Using the S3 Load component in Matillion ETL for Snowflake
Matillion uses the Extract-Load-Transform (ELT) approach to delivering quick results for a wide range of data processing purposes: everything from customer behaviour analytics, financial analysis, and even reducing the cost of synthesising DNA.
The S3 Load component in Matillion ETL for Snowflake presents an easy-to-use graphical interface, enabling you to pull data from a JSON file stored in an S3 Bucket into a table in a Snowflake database. The S3 Load component in Matillion ETL for Snowflake is a popular feature with our customers. The most noteworthy use case for the component is its ability to load data files into Snowflake that you can subsequently combine with external data sources for analysis and reporting. Please note, however, that Snowflake only supports the loading of a JSON file into a single column in a Snowflake table.
The connector is completely self-contained: no additional software installation is required. It’s within the scope of an ordinary Matillion license, so there is no additional cost for using the features.
S3 Object Prefix
The S3 Object Prefix is the full file path to the S3 Objects that you want to load into Snowflake. You can use an object prefix to loop through the many files that you are going to load into Snowflake. First, select the file from the Properties box:
The next step in configuring the S3 Load component is for you to provide the Snowflake table. This is the table where you want the data in the S3 file is to be loaded into. This table should already exist on the Snowflake database and can be selected from the dropdown list:
Matillion allows the user to choose specific columns in the table that are loaded with the data. Alternatively, all columns will be loaded if this is left blank.

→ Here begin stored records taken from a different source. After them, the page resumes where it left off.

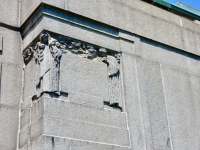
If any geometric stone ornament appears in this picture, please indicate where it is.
[22,32,122,109]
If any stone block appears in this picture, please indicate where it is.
[0,0,19,27]
[140,39,200,74]
[70,140,131,150]
[42,117,129,146]
[21,59,36,111]
[19,126,30,148]
[30,117,43,141]
[0,105,19,150]
[31,98,127,129]
[31,97,45,123]
[0,27,23,65]
[20,109,31,129]
[0,34,3,52]
[137,58,171,150]
[122,53,146,150]
[162,65,200,150]
[0,63,22,107]
[69,91,104,108]
[61,54,109,104]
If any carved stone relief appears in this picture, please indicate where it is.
[23,33,122,108]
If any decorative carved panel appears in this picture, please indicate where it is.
[23,33,122,108]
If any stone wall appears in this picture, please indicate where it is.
[0,0,200,150]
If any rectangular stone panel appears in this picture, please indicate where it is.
[69,91,104,108]
[20,135,131,150]
[71,140,131,150]
[61,54,109,103]
[0,63,22,107]
[20,109,31,129]
[162,65,200,150]
[0,105,19,150]
[30,117,129,146]
[0,34,3,52]
[43,117,129,146]
[122,53,146,150]
[31,98,127,129]
[21,59,36,112]
[137,58,171,150]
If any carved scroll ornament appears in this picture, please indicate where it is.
[22,33,122,108]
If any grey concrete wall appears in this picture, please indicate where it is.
[0,0,200,150]
[0,26,23,150]
[21,0,200,55]
[0,0,20,27]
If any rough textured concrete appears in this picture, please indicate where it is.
[162,65,200,150]
[0,26,23,65]
[0,0,20,27]
[22,0,200,55]
[0,63,22,107]
[20,135,130,150]
[0,0,200,150]
[0,105,19,150]
[137,58,171,150]
[122,53,146,150]
[20,97,129,147]
[0,34,3,51]
[61,54,109,103]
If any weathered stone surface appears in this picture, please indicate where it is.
[0,0,19,27]
[71,140,130,150]
[139,39,200,74]
[20,109,31,129]
[24,97,129,146]
[61,54,109,104]
[31,98,127,129]
[137,58,171,150]
[0,34,3,52]
[0,27,23,65]
[69,91,104,108]
[122,53,146,150]
[23,16,120,51]
[0,63,22,107]
[18,126,30,148]
[162,65,200,150]
[0,105,19,150]
[20,135,130,150]
[42,117,129,146]
[21,59,36,112]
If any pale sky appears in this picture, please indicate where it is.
[166,0,200,10]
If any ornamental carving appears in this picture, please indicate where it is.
[22,33,122,108]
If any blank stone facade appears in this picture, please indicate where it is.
[0,0,200,150]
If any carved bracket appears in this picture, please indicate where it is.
[22,33,122,108]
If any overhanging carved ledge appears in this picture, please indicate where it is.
[22,32,122,108]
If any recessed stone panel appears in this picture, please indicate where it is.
[61,54,109,104]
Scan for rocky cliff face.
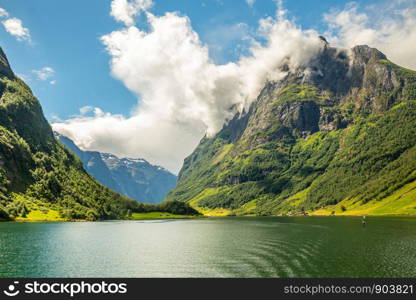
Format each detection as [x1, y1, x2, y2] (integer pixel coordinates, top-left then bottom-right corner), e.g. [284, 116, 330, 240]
[169, 41, 416, 214]
[55, 133, 176, 204]
[0, 49, 137, 220]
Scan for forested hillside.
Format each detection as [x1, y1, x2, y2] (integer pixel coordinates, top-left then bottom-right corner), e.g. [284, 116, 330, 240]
[0, 49, 139, 220]
[168, 41, 416, 215]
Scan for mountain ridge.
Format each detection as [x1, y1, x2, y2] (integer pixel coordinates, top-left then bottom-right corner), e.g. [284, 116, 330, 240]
[0, 48, 139, 220]
[167, 42, 416, 215]
[54, 132, 176, 204]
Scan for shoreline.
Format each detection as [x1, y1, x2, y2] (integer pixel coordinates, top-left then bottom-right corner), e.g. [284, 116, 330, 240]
[0, 214, 416, 223]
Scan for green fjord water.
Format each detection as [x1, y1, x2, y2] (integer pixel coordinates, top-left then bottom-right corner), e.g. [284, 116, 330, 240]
[0, 217, 416, 277]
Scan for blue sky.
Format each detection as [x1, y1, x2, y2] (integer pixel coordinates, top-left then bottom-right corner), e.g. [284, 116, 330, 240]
[0, 0, 384, 120]
[0, 0, 416, 172]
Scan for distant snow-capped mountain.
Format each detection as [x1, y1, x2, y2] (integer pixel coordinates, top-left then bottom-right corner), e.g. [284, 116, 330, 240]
[55, 132, 177, 203]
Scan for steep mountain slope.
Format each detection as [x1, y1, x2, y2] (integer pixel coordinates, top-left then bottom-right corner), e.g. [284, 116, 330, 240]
[168, 41, 416, 215]
[55, 133, 176, 204]
[0, 49, 138, 220]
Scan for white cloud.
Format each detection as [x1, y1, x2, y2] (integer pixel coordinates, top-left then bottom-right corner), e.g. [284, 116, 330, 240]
[53, 5, 322, 172]
[2, 18, 31, 42]
[110, 0, 153, 26]
[53, 0, 416, 172]
[246, 0, 256, 6]
[0, 7, 9, 18]
[325, 0, 416, 69]
[32, 67, 56, 84]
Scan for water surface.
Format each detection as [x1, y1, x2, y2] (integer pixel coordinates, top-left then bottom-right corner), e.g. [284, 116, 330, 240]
[0, 217, 416, 277]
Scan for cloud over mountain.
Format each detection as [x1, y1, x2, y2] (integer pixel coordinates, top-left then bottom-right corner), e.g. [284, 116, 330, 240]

The S3 Load component supports many different data file types including Avro, Delimited, Fixed Width and JSON file types. Therefore, select the required File Type from the drop down:
Running the S3 Load component in Matillion ETL for Snowflake
You can leave all other properties as the default values. At this point, you can run the Orchestration job to query your data and bring it into Snowflake, either manually or by using the scheduler.
Transforming the Data
Once the required data is in Snowflake from the JSON file, you can use it in a transformation. A Transformation job will join new data with existing data, for example:
In this way, you can build out the rest of your downstream transformations and analysis, taking advantage of Snowflake’s power and scalability.